Pictures from the center of Kiev are reminiscent of the stage show Les Miserables—flags raised over barricades and young men standing undaunted in the face of superior power. As temperatures dropped and snow continued to fall, protesters took over Kiev’s main agricultural building to have a place to warm up when the fire barrels in the street were inaccessible to them. 

IMB workers Brady and Millie Sample* live about eight miles from the center of the violence.

“It’s a real mess down there,” Brady Sample said. “Barricades every few feet with guards, tents everywhere … a media hub in the occupied government building. It’s very interesting.”

For the most part, the Samples are going about their lives quite normally, but the school their children attend closed temporarily so students would not have to travel on public transportation across the center of town.

Brady Sample works closely with the Ukrainian Baptist Union (UBU), the largest evangelical association of churches in the country, which is calling for members to pray for a peaceful solution to the conflict.

“They are not taking sides and not encouraging the protests,” he said. “They are praying for our country to turn to God.”

Though the conflict began when Ukrainian President Viktor Yanukovych refused to sign a free trade deal with the European Union (EU), and escalated when he did sign a financial aid package with Russia, the worst violence began when a law was put into effect criminalizing the protesters. What began as mostly peaceful dissension is turning into a call to arms as the people fear returning to the old ways of the Soviet Union.

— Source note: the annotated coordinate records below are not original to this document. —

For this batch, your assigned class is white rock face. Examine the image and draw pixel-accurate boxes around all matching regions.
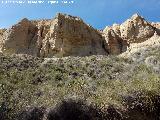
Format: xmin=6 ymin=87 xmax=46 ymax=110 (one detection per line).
xmin=2 ymin=14 xmax=107 ymax=57
xmin=0 ymin=13 xmax=160 ymax=58
xmin=120 ymin=14 xmax=155 ymax=43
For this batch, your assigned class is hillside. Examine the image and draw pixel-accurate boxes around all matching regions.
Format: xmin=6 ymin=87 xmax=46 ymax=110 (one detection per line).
xmin=0 ymin=14 xmax=160 ymax=120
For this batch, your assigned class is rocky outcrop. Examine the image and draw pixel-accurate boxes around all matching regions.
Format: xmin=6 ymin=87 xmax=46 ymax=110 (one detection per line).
xmin=0 ymin=13 xmax=160 ymax=57
xmin=0 ymin=29 xmax=6 ymax=52
xmin=2 ymin=18 xmax=37 ymax=55
xmin=104 ymin=26 xmax=127 ymax=54
xmin=2 ymin=14 xmax=107 ymax=57
xmin=120 ymin=14 xmax=155 ymax=43
xmin=103 ymin=14 xmax=159 ymax=54
xmin=152 ymin=22 xmax=160 ymax=35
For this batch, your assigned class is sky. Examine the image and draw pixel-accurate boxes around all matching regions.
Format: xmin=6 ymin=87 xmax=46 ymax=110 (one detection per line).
xmin=0 ymin=0 xmax=160 ymax=29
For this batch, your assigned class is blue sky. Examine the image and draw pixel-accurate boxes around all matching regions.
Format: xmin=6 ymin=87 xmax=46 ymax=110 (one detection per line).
xmin=0 ymin=0 xmax=160 ymax=29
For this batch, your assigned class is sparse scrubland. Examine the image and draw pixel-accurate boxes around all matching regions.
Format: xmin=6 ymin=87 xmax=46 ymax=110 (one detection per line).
xmin=0 ymin=45 xmax=160 ymax=120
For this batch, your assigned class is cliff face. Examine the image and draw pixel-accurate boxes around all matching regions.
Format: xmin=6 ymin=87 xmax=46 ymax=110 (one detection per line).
xmin=0 ymin=13 xmax=160 ymax=57
xmin=103 ymin=14 xmax=160 ymax=54
xmin=2 ymin=14 xmax=107 ymax=57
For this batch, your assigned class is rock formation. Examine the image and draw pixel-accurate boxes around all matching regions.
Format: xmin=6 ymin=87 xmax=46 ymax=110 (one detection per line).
xmin=0 ymin=13 xmax=160 ymax=57
xmin=103 ymin=14 xmax=160 ymax=54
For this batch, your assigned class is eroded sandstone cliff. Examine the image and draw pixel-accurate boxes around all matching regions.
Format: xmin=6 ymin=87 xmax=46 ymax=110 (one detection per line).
xmin=2 ymin=13 xmax=107 ymax=57
xmin=0 ymin=13 xmax=160 ymax=57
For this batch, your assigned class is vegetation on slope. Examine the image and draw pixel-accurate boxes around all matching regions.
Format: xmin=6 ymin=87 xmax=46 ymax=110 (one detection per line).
xmin=0 ymin=49 xmax=160 ymax=120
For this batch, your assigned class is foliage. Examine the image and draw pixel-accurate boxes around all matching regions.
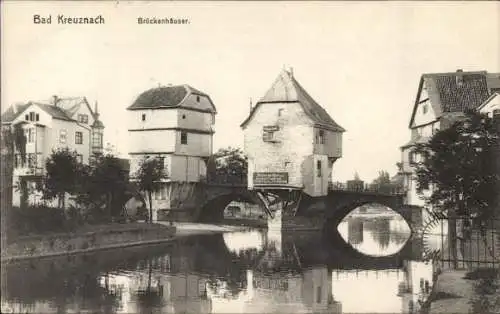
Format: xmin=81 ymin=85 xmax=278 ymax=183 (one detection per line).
xmin=207 ymin=147 xmax=248 ymax=182
xmin=77 ymin=155 xmax=128 ymax=220
xmin=2 ymin=206 xmax=67 ymax=240
xmin=135 ymin=157 xmax=168 ymax=222
xmin=44 ymin=148 xmax=89 ymax=208
xmin=415 ymin=112 xmax=499 ymax=221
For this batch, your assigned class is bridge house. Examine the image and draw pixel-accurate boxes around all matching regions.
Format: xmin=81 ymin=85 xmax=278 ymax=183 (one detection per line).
xmin=241 ymin=70 xmax=345 ymax=196
xmin=127 ymin=85 xmax=216 ymax=219
xmin=401 ymin=69 xmax=500 ymax=206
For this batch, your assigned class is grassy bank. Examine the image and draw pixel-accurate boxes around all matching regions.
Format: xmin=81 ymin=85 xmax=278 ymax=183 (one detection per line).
xmin=2 ymin=223 xmax=176 ymax=262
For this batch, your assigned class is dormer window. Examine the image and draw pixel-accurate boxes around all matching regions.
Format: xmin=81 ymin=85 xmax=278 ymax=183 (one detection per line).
xmin=316 ymin=130 xmax=325 ymax=144
xmin=262 ymin=125 xmax=279 ymax=142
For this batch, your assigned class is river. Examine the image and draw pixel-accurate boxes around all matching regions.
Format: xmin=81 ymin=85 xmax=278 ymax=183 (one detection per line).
xmin=2 ymin=214 xmax=433 ymax=313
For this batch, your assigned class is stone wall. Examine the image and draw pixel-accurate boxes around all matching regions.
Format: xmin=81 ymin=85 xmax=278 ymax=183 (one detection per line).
xmin=2 ymin=224 xmax=175 ymax=261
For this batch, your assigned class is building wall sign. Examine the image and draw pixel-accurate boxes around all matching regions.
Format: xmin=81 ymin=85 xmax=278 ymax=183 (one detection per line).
xmin=253 ymin=172 xmax=288 ymax=184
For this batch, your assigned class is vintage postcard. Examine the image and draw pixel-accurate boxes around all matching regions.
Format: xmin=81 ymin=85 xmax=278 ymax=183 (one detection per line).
xmin=1 ymin=1 xmax=500 ymax=314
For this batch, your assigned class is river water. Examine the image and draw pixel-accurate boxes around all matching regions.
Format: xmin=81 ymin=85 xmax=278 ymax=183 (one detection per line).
xmin=2 ymin=214 xmax=433 ymax=313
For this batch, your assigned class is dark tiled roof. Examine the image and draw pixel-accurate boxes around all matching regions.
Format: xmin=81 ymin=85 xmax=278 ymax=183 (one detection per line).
xmin=410 ymin=71 xmax=492 ymax=127
xmin=426 ymin=72 xmax=489 ymax=112
xmin=127 ymin=85 xmax=212 ymax=109
xmin=2 ymin=102 xmax=73 ymax=123
xmin=36 ymin=103 xmax=73 ymax=121
xmin=241 ymin=71 xmax=345 ymax=132
xmin=2 ymin=103 xmax=30 ymax=123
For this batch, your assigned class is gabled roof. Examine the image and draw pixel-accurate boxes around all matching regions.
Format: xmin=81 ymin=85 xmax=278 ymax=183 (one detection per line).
xmin=2 ymin=97 xmax=102 ymax=124
xmin=127 ymin=84 xmax=216 ymax=112
xmin=2 ymin=102 xmax=73 ymax=123
xmin=2 ymin=103 xmax=31 ymax=123
xmin=409 ymin=71 xmax=489 ymax=128
xmin=241 ymin=70 xmax=345 ymax=132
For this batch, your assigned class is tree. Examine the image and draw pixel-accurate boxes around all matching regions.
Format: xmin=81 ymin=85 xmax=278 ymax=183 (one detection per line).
xmin=415 ymin=112 xmax=500 ymax=266
xmin=44 ymin=148 xmax=85 ymax=209
xmin=207 ymin=147 xmax=248 ymax=183
xmin=78 ymin=155 xmax=128 ymax=218
xmin=136 ymin=157 xmax=168 ymax=223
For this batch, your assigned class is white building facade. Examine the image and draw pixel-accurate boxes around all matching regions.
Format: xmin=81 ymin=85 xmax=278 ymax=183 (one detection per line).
xmin=241 ymin=70 xmax=345 ymax=196
xmin=127 ymin=85 xmax=216 ymax=215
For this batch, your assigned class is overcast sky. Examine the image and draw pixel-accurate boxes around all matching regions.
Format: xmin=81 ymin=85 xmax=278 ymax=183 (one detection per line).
xmin=1 ymin=1 xmax=500 ymax=181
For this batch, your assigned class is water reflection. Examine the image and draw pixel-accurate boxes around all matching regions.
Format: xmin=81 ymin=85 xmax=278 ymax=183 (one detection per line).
xmin=2 ymin=213 xmax=433 ymax=313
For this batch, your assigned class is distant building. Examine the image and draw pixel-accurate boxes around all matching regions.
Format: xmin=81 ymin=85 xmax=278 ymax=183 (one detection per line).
xmin=400 ymin=70 xmax=500 ymax=206
xmin=477 ymin=92 xmax=500 ymax=117
xmin=2 ymin=96 xmax=104 ymax=206
xmin=241 ymin=70 xmax=345 ymax=196
xmin=127 ymin=85 xmax=216 ymax=219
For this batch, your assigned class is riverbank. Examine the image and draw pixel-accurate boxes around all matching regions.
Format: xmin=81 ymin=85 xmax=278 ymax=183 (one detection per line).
xmin=1 ymin=223 xmax=176 ymax=263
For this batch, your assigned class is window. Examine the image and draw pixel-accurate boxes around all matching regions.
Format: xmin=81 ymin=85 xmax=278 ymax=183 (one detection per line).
xmin=262 ymin=125 xmax=279 ymax=142
xmin=262 ymin=131 xmax=274 ymax=142
xmin=181 ymin=131 xmax=187 ymax=145
xmin=75 ymin=132 xmax=83 ymax=144
xmin=92 ymin=132 xmax=102 ymax=147
xmin=78 ymin=114 xmax=89 ymax=123
xmin=26 ymin=128 xmax=35 ymax=143
xmin=318 ymin=130 xmax=325 ymax=144
xmin=59 ymin=129 xmax=67 ymax=144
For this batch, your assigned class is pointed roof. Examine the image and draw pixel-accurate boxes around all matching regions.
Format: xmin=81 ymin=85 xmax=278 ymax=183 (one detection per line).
xmin=241 ymin=70 xmax=345 ymax=132
xmin=409 ymin=70 xmax=491 ymax=128
xmin=127 ymin=84 xmax=216 ymax=112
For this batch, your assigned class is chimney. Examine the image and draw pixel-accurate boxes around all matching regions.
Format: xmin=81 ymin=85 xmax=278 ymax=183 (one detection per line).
xmin=455 ymin=69 xmax=464 ymax=86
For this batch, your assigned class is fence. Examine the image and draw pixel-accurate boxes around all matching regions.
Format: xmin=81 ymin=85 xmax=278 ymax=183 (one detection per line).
xmin=427 ymin=216 xmax=500 ymax=269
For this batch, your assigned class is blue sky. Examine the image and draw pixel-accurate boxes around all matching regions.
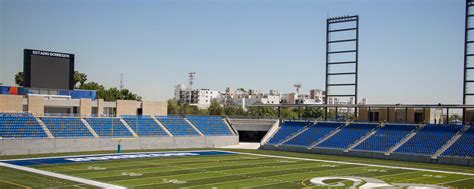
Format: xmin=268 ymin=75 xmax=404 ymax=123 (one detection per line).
xmin=0 ymin=0 xmax=464 ymax=103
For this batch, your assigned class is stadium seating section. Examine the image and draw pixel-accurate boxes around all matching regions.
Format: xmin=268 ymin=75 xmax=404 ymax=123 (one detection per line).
xmin=0 ymin=113 xmax=474 ymax=158
xmin=316 ymin=123 xmax=378 ymax=149
xmin=285 ymin=122 xmax=344 ymax=147
xmin=122 ymin=116 xmax=169 ymax=136
xmin=186 ymin=116 xmax=233 ymax=136
xmin=354 ymin=124 xmax=416 ymax=152
xmin=396 ymin=125 xmax=463 ymax=155
xmin=41 ymin=117 xmax=93 ymax=137
xmin=86 ymin=118 xmax=133 ymax=137
xmin=442 ymin=126 xmax=474 ymax=158
xmin=156 ymin=115 xmax=199 ymax=136
xmin=0 ymin=113 xmax=48 ymax=138
xmin=268 ymin=121 xmax=312 ymax=144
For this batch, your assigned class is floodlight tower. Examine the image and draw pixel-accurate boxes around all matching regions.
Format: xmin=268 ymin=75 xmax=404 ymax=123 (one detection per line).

According to Brady there is not just one issue being discussed anymore. A Ukrainian friend of his expressed what the friend feels is the general sentiment of the people, saying, “They put a new president in, and it is still going to be the same thing. The problem goes deeper than this administration.”

For that reason, the UBU is asking believers to fast and pray for the country to turn to God.

“Apart from God, I don’t see a peaceful solution,” Millie Sample said. “The government is not backing down, and the protesters are entrenched.”

Although two deaths were reported last week, Brady Sample said there have been many more, and an even greater number of serious injuries.

“Protesters have lost limbs, and many have been blinded by rubber bullets,” he said.

He also said police have been attacked by protesters who have dug up cobblestone streets and thrown the stones at them.  

“It is very violent, and we are concerned about what will happen next,” Sample noted.

Many churches have set up tents in Freedom Square, about a half-mile from the center of the most recent violence, in order to pray for individuals, serve hot chocolate, hand out tracts and share the gospel.

Pray for Ukrainian believers as they seek to share Christ in the epicenter of the violence. Pray for God to bring a peaceful solution and to draw many Ukrainians to Himself. Pray for the Samples and IMB colleagues who are living and serving in Ukraine.

*Names changed for security reasons.